In order to make this argument, the work examines four separate arenas of public policy—military, healthcare, education and incarceration—as cases in which adaptive accumulation has taken hold. Taken together, these sectors make up a very large portion of public and private spending and, as such, represent a large share of US economic activity. Cobbling together estimates from only K-12 education, health, and incarceration, total government spending in these areas amounted to almost $5 trillion in 2019 (Wagner and Rabuy, 2017; Martin et al., 2021; Hanson, no date). Potentially, this reveals two possibilities with respect to US political economy. The first, obviously, is that sectors of such size exhibit a broad appeal for those seeking profit streams, as room to transform public spending through adaptive accumulation remains extensive. Second, and more important, it might be fair to say that US economic strength is as reliant on these publicly-funded sectors as it is on the vitality of either its domestic consumption of goods or its financial sector. This is significant, because within political economy, much of the sectoral spending involved would be categorized as ‘unproductive’ components of economic activity. The implication is clear: in the heartland of neoliberal capitalism, publicly-funded sectors actually constitute one of the differentia specifica that drives American capitalist development. Rather than seeing them as either marginal attempts to ‘shore up’ capitalism or bloated government spending, it might be better to understand them as concrete specificities, integral to the US capitalist engine.
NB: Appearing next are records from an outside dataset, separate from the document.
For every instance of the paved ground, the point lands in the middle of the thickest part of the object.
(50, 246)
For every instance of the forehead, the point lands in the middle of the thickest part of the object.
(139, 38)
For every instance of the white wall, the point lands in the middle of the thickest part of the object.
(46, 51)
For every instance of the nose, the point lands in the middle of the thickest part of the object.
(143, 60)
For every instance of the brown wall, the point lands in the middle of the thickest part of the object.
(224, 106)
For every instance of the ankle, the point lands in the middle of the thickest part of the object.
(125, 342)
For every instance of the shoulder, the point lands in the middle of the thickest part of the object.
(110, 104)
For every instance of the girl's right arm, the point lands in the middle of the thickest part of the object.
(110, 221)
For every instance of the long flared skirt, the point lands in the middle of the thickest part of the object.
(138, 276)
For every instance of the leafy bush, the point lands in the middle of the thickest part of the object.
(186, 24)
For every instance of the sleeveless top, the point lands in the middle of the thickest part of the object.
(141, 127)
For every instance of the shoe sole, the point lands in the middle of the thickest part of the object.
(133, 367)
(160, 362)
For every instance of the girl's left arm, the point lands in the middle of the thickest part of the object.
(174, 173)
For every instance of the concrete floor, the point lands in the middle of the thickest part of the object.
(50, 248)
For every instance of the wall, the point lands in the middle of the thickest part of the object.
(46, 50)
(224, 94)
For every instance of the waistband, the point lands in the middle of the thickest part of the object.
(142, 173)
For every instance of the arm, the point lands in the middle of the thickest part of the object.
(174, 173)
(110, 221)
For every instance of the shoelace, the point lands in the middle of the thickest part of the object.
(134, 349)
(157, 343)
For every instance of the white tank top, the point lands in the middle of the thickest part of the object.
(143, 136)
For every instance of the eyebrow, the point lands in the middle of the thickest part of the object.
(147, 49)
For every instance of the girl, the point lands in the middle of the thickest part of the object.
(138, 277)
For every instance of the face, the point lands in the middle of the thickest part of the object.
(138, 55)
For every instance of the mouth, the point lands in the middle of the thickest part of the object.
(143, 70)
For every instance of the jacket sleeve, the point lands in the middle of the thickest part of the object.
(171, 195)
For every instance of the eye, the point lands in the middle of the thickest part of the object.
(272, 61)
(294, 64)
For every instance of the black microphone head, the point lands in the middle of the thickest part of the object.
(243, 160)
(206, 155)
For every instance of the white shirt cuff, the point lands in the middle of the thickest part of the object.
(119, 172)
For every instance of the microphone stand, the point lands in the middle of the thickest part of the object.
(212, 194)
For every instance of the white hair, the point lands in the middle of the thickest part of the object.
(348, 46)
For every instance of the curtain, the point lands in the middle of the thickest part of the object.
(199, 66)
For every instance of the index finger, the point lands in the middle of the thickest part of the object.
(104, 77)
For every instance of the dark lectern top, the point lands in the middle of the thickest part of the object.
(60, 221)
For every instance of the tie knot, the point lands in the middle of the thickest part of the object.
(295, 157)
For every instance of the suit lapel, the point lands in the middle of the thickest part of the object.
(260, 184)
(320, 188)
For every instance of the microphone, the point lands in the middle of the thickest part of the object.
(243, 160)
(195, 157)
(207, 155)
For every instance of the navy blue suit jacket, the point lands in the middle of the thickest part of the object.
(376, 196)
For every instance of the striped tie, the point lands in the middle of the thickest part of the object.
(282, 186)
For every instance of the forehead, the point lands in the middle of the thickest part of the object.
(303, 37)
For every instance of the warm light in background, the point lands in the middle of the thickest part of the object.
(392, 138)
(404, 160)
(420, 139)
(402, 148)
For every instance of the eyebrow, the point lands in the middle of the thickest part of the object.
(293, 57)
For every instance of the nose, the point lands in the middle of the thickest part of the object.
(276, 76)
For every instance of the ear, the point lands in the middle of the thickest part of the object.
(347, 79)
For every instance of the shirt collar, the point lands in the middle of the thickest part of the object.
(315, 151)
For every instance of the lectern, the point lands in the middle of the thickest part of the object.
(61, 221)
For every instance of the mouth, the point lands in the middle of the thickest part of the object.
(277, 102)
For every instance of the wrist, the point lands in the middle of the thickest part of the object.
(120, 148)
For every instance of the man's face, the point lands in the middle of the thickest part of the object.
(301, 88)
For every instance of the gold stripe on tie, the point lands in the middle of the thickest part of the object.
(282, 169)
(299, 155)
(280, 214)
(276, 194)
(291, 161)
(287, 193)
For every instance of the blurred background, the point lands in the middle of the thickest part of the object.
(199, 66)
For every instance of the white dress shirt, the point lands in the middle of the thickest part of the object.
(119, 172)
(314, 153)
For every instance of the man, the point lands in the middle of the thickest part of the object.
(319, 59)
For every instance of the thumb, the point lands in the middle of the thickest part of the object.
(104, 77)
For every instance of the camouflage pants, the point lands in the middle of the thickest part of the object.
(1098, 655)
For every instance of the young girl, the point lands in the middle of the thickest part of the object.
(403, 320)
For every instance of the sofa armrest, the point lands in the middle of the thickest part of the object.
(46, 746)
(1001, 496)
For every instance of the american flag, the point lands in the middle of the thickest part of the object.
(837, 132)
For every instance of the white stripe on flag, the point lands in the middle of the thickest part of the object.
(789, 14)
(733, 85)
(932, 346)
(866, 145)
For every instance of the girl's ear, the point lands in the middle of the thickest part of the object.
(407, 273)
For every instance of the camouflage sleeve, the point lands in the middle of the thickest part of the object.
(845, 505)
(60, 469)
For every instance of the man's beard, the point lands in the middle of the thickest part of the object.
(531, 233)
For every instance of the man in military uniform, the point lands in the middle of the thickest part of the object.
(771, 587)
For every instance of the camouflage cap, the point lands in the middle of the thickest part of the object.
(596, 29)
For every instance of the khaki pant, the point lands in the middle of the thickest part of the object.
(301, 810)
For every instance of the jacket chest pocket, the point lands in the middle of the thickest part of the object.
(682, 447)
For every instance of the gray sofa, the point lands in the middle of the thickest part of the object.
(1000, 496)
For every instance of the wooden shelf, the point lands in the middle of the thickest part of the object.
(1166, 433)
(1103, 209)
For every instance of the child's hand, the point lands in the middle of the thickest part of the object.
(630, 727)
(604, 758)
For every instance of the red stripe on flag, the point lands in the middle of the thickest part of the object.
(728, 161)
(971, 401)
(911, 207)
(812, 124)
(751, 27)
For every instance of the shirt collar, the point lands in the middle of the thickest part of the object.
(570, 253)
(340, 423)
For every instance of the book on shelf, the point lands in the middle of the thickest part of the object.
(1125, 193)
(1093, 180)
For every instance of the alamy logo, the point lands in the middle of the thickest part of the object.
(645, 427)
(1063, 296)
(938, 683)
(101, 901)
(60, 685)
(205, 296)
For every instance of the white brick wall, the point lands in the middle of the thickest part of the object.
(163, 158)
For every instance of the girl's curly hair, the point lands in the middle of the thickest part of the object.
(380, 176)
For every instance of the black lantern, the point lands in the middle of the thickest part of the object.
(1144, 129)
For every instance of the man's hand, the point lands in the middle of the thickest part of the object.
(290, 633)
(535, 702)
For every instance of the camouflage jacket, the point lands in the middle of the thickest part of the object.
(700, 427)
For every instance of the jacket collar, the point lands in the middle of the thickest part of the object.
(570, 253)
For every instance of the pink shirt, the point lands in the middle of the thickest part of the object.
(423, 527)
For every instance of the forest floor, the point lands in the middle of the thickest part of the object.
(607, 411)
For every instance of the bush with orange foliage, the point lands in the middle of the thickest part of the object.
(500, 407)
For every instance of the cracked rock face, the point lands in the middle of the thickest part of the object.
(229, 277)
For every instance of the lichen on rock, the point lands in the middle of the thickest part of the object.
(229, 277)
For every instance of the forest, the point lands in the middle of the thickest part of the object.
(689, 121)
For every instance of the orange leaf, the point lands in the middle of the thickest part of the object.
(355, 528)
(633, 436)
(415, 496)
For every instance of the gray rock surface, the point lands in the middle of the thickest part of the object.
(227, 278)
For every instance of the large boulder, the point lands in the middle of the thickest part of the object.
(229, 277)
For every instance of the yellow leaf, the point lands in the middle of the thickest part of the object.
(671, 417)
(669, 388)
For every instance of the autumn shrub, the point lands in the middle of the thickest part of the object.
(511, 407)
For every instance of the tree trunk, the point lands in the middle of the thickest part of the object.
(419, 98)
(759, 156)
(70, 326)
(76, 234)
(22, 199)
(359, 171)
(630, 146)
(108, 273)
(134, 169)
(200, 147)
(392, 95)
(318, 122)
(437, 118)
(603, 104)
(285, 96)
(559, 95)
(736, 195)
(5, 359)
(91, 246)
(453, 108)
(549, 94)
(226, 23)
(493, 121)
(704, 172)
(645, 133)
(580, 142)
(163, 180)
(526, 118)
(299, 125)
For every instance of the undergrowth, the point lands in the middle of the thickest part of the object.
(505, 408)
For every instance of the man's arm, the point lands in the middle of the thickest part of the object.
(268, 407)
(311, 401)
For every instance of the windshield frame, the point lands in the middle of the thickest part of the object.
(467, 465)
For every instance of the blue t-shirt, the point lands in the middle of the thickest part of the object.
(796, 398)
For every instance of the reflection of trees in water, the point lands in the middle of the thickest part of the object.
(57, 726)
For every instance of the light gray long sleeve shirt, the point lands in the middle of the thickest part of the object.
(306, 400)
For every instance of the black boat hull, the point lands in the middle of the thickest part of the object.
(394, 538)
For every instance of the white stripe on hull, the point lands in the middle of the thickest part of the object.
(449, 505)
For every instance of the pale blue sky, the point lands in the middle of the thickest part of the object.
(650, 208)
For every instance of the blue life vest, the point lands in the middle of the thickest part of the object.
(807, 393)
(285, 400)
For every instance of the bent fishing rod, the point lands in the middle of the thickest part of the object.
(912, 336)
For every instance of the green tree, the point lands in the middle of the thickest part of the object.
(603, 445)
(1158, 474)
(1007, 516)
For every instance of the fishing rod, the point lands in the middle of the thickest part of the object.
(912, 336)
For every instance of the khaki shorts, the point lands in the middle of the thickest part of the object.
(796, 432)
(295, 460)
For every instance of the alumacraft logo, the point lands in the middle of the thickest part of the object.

Before getting to these sectors, however, the second chapter provides the basic outlines for adaptive accumulation as an interpretive lens. With the strategic aim of readability, the chapter has been deliberately limited in size and conceptual scope. Those looking for a long, meandering, or overly abstract survey of literature on the state and political economy, or a ‘deep dive’ into value theory and accumulation, will have to look elsewhere. The point here is to specify the context of US neoliberalism, from which questions concerning the unique form of US capitalist practices emerge. From this, the chapter positions adaptive accumulation within a more critical set of perspectives on institutions, and it sets out the various functions that such accumulation serves its participant social actors. Ultimately, the objective is an enhanced understanding of neoliberalism, where we gain both a different version of ‘privatization’ and a more nuanced view of what the public realm means for corporate actors.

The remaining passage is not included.